Dunque: io insegnante, in classe, cosa entro a fare? Per insegnare cosa e come e a chi? Il noto storico ed editorialista del Corriere non si addentra esplicitamente in questo tipo di domande – ed è il limite del libro, per altro spietato nello sviscerare le cause storiche per cui l’autore finisce col bocciare la scuola italiana -, che però emergono con prepotenza pagina dopo pagina, in un crescendo di cahiers de doléances che partono da Rousseau e arrivano al ministro Bussetti, mettendo in risalto una conoscenza dell’ambiente scolastico, specie quello “di base”, insospettabile in un docente universitario.
Fra consigli di classe dove tutto o quasi è già determinato dal mantra dell’inclusività ad ogni costo, bocciature impossibili, normative calate improvvisamente dall’alto, elevazione della pedagogia a moloch, pagine e pagine di direttive ministeriali zeppe di roboanti obiettivi che ogni docente sa bene essere irraggiungibili, dirigenti proni a qualsiasi direttiva romana, Galli della Loggia conclude che “in questo modo la scuola è diventata un mastodontico guscio vuoto”. Dunque e ancora: io, in classe, cosa entro a fare?
Ciò che può salvare la scuola, vale a dire sia l’insegnante (che non sa più come lasciare il “segno”), sia l’alunno (col suo bisogno di senso, il desiderio di infinito, la necessità di crescere avendo in mano gli strumenti per affrontare la vita al meglio possibile) è soltanto il rapporto personale fra insegnante e studente. Un rapporto che non può scadere nel compromesso di una generica alleanza generazionale, una sorta di patto di amicizia che metta sul medesimo piano docente e discente, io non faccio male a te e tu non lo fai a me, in una reciproca rinuncia ai ruoli.
Al contrario, dimenticate le nefandezze sessantottine della triade autorità-nozionismo-valutazione, che la storia ha provveduto da tempo a dissolvere nel nulla, l’insegnante deve tornare a insegnare, cioè a lasciare un segno di valore, e l’allievo a imparare, cioè a permettere a quel segno – con la fatica, coi libri, con lo studio: non c’è tablet, lavagna luminosa, “classe rovesciata” che tenga – di entrare nella sua vita e con esso egli possa confrontarsi.

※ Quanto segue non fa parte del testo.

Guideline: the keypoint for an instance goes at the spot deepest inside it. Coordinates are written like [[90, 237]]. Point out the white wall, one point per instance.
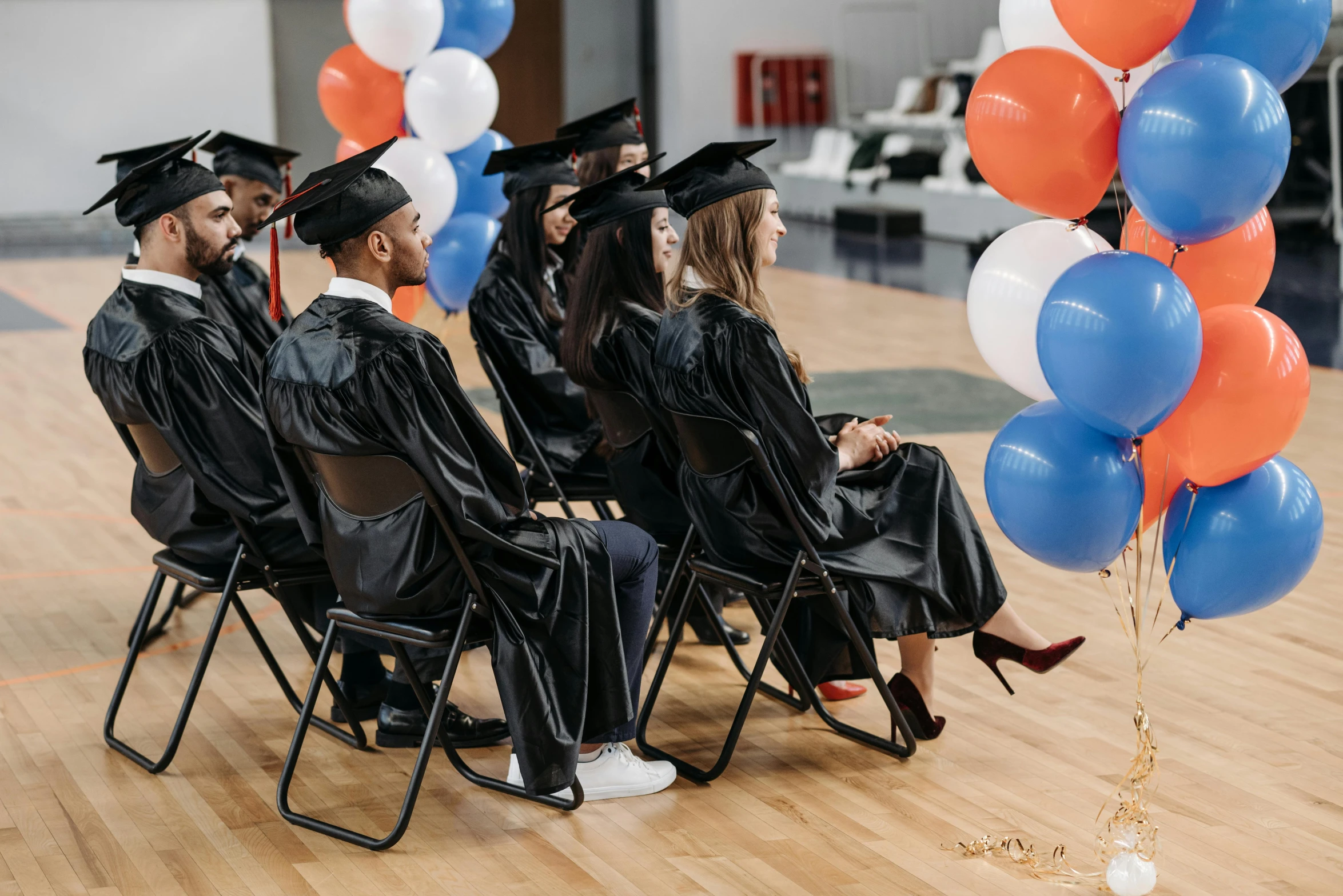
[[699, 41], [79, 78]]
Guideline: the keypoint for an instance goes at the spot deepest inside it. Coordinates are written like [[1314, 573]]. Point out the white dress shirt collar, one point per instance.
[[349, 289], [160, 278]]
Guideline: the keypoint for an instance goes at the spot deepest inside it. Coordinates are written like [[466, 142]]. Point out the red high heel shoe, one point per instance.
[[924, 725], [990, 648]]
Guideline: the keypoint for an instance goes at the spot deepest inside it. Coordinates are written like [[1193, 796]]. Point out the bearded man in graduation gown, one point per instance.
[[349, 379], [153, 356], [256, 176]]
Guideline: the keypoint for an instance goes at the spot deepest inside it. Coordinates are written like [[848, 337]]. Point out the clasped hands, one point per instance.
[[860, 443]]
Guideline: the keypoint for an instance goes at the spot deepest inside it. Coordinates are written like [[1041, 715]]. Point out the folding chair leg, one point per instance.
[[898, 718], [158, 628], [668, 596], [193, 690], [429, 703], [355, 738], [743, 709]]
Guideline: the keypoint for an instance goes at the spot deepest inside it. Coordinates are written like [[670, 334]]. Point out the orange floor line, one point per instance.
[[58, 573], [159, 651], [67, 514]]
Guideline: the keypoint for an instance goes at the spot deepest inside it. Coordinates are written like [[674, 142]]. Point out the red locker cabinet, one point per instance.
[[783, 90]]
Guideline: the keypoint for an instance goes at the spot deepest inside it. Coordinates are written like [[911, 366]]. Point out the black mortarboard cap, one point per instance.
[[710, 175], [343, 200], [160, 186], [614, 198], [613, 126], [335, 204], [533, 165], [245, 157], [128, 159]]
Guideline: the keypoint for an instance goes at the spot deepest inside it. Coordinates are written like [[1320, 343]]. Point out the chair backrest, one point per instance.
[[624, 419], [714, 447], [153, 450]]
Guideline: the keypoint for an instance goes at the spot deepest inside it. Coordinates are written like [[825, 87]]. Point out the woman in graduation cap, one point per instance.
[[517, 310], [607, 141], [616, 305], [887, 515]]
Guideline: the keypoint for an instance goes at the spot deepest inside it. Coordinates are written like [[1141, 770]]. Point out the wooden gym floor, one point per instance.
[[1248, 711]]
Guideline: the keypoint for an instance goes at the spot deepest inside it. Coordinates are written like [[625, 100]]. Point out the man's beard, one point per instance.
[[202, 257]]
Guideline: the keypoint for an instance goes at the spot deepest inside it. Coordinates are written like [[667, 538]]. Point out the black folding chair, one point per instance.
[[625, 422], [249, 570], [716, 447], [540, 481], [370, 487]]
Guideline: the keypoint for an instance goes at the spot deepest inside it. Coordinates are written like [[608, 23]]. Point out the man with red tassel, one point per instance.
[[256, 176]]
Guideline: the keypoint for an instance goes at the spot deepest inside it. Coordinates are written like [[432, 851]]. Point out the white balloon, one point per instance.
[[1033, 23], [1007, 289], [428, 176], [395, 34], [1129, 875], [452, 98]]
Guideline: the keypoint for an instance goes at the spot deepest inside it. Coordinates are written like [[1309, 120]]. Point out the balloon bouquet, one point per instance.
[[417, 70], [1161, 388]]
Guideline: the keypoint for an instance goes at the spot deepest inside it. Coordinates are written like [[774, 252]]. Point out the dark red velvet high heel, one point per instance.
[[990, 648], [924, 725]]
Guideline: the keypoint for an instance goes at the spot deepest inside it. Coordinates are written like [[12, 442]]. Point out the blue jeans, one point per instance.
[[634, 572]]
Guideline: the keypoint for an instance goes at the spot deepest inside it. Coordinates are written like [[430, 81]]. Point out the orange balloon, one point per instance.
[[1248, 397], [407, 301], [1229, 270], [1044, 132], [360, 98], [1159, 469], [1123, 34], [347, 148]]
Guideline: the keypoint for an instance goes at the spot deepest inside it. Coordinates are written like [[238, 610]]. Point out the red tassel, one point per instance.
[[289, 188], [274, 275]]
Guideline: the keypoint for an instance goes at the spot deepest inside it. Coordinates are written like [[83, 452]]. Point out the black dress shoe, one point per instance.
[[364, 701], [406, 727], [708, 632]]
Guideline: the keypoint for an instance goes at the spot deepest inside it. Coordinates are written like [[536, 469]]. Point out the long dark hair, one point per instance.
[[598, 164], [617, 267], [524, 238]]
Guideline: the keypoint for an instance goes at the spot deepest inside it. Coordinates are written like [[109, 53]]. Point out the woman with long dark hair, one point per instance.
[[887, 515], [616, 305], [519, 306], [607, 141]]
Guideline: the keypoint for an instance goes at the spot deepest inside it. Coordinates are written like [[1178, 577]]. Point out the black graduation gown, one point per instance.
[[900, 531], [349, 379], [644, 477], [153, 356], [525, 349], [242, 301]]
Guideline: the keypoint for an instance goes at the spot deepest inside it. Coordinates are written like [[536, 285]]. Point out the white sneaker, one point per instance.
[[616, 773]]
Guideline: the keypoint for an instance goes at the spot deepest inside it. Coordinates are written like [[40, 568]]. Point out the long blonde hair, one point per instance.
[[720, 249]]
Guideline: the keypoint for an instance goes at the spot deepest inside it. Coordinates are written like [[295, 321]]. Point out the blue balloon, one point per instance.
[[1061, 491], [1280, 38], [1119, 340], [457, 258], [475, 191], [480, 26], [1245, 543], [1202, 147]]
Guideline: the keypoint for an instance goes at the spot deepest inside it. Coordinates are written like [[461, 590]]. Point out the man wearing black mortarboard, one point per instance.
[[609, 141], [256, 176], [349, 379], [153, 356]]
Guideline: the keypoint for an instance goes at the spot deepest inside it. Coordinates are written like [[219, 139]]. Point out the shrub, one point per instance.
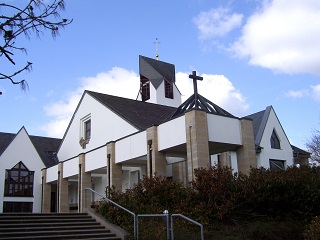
[[312, 231]]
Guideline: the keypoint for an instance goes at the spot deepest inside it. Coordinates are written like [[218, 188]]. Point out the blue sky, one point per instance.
[[251, 53]]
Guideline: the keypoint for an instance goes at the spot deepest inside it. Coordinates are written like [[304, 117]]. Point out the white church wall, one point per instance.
[[234, 161], [267, 153], [96, 159], [99, 184], [52, 174], [223, 129], [172, 133], [71, 167], [106, 126], [131, 147], [30, 158]]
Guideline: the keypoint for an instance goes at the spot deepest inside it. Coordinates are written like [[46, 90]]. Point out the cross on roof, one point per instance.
[[194, 77]]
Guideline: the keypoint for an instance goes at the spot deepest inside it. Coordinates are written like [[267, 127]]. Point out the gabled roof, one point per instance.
[[47, 149], [298, 152], [156, 71], [5, 140], [45, 146], [259, 121], [201, 103], [139, 114]]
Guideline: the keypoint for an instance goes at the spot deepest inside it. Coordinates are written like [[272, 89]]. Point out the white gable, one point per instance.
[[106, 126], [22, 149], [267, 153]]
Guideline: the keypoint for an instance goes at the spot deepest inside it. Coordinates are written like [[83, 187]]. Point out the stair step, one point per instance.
[[70, 236], [52, 226], [56, 228]]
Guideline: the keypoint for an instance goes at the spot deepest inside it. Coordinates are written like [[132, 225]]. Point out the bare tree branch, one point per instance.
[[35, 17]]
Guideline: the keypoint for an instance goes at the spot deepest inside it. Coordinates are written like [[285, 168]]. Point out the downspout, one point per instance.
[[109, 172], [150, 157]]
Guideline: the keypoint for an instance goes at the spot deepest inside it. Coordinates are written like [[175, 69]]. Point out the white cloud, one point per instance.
[[282, 36], [124, 83], [216, 23], [313, 92], [297, 93], [216, 88]]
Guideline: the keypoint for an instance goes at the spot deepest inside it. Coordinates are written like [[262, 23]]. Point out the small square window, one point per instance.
[[274, 140], [87, 130], [277, 165]]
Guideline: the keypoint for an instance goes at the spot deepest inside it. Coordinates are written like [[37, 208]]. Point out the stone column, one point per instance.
[[156, 158], [84, 197], [46, 193], [63, 191], [179, 171], [197, 141], [246, 154], [115, 170]]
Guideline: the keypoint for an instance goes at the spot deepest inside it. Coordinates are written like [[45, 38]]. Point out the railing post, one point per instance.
[[166, 213]]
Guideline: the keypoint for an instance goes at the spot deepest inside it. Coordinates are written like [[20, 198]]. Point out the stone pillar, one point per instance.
[[46, 193], [246, 154], [114, 170], [63, 191], [84, 181], [157, 159], [197, 141], [179, 171]]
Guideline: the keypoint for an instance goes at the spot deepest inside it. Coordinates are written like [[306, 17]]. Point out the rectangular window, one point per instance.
[[168, 89], [87, 130], [274, 140], [17, 207], [19, 181], [277, 165], [144, 88]]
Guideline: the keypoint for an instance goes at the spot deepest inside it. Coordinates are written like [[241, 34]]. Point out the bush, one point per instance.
[[312, 231], [278, 201]]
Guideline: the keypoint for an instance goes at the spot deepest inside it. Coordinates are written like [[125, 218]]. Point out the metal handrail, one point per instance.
[[119, 206], [165, 214], [190, 220]]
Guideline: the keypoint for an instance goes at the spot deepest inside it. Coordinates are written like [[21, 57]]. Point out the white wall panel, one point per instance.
[[224, 129], [71, 167], [131, 147], [96, 159], [172, 133]]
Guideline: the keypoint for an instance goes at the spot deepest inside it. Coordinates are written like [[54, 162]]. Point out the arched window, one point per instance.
[[274, 140], [19, 181]]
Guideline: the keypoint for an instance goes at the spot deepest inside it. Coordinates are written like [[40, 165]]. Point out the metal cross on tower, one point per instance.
[[194, 77], [157, 45]]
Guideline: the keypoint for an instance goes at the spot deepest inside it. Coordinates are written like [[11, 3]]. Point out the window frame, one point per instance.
[[23, 186], [168, 89], [274, 165], [275, 142], [84, 140], [144, 88]]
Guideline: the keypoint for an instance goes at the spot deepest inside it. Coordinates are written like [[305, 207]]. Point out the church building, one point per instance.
[[115, 141]]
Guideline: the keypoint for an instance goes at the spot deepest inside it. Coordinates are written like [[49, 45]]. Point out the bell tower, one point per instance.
[[157, 82]]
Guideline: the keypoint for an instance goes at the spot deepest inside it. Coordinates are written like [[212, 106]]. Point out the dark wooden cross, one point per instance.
[[194, 77]]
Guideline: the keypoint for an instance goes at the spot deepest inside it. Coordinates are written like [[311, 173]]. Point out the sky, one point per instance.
[[251, 54]]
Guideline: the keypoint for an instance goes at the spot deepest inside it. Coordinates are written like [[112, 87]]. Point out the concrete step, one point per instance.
[[52, 226]]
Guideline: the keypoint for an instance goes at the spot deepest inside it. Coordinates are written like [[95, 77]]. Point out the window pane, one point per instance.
[[19, 181]]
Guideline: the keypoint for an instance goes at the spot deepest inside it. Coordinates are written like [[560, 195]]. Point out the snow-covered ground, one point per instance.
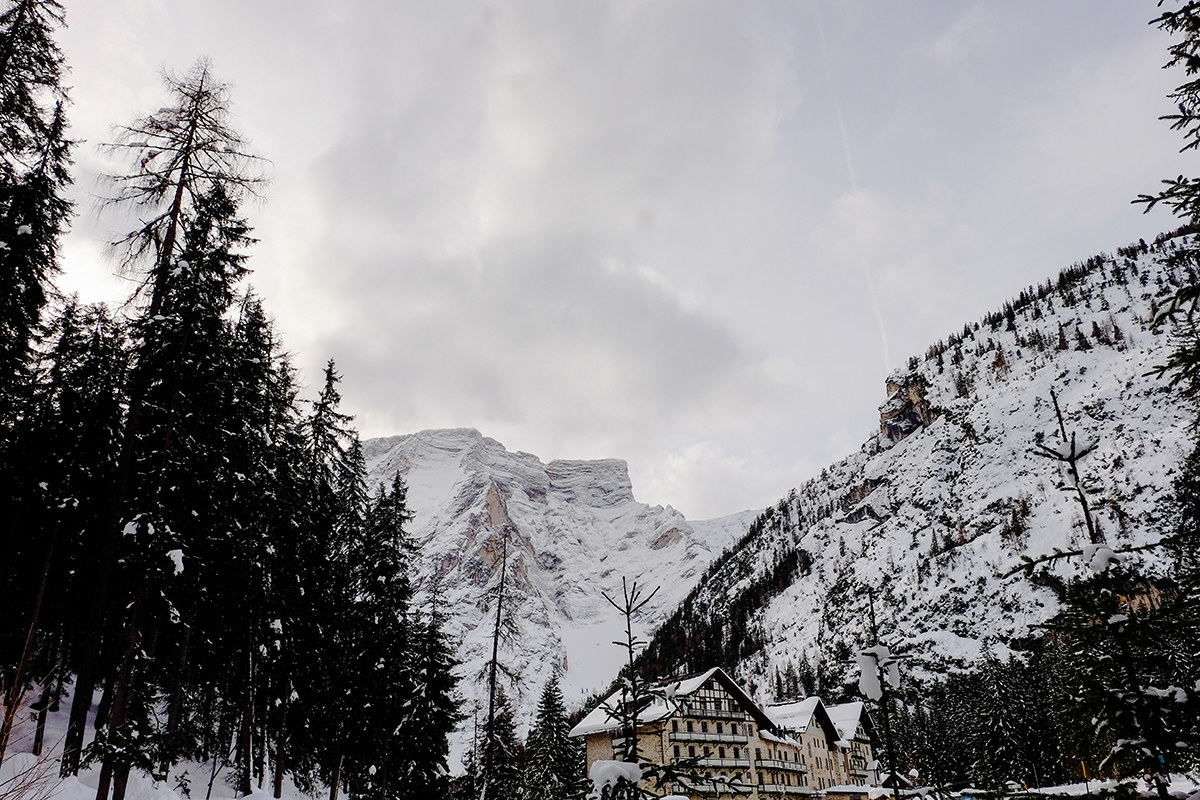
[[576, 530], [927, 523], [24, 776]]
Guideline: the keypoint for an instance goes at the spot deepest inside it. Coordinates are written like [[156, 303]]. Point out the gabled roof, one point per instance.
[[801, 714], [667, 699], [849, 717]]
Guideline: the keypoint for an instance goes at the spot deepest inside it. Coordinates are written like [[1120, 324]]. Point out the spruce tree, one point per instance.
[[553, 759], [186, 168], [502, 751], [34, 211]]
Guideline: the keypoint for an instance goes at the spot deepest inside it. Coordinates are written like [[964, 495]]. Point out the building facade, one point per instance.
[[725, 745]]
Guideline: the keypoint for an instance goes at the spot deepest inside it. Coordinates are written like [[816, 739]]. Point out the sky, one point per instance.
[[693, 234]]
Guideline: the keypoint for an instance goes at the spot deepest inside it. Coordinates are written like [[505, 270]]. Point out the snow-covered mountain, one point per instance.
[[575, 531], [946, 495]]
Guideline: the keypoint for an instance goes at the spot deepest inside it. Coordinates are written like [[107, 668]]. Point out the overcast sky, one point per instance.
[[695, 235]]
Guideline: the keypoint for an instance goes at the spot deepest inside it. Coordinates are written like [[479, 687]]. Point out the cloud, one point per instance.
[[960, 40]]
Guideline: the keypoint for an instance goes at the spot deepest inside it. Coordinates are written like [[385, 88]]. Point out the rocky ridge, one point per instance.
[[574, 530], [948, 495]]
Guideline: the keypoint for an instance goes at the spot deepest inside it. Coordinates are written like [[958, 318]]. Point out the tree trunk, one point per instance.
[[335, 785], [245, 735], [15, 691]]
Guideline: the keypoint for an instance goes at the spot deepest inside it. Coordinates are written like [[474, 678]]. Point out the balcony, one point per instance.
[[724, 763], [714, 788], [714, 714], [779, 788], [699, 735]]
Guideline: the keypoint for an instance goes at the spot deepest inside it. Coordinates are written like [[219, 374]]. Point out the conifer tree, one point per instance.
[[503, 751], [383, 651], [553, 759], [435, 709], [34, 211], [187, 167], [997, 753]]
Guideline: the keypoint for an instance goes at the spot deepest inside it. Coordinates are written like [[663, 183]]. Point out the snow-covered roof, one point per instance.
[[793, 716], [667, 698], [849, 717], [799, 715]]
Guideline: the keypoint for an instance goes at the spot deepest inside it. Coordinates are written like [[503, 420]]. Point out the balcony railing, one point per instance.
[[700, 735], [708, 787], [780, 788], [713, 761], [717, 714]]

“Oggi la vera divisione passa da qui: tra chi crede che il fine dell’istruzione debba essere ancora questo e chi invece è convinto che il compito della scuola debba consistere nell’inseguire i tempi, nel dialogare con le famiglie, nella moltiplicazione delle attività integrative”. Obiettivo arduo da mettere in pratica, ma ci dobbiamo provare. Altrimenti, cosa entriamo in classe a fare?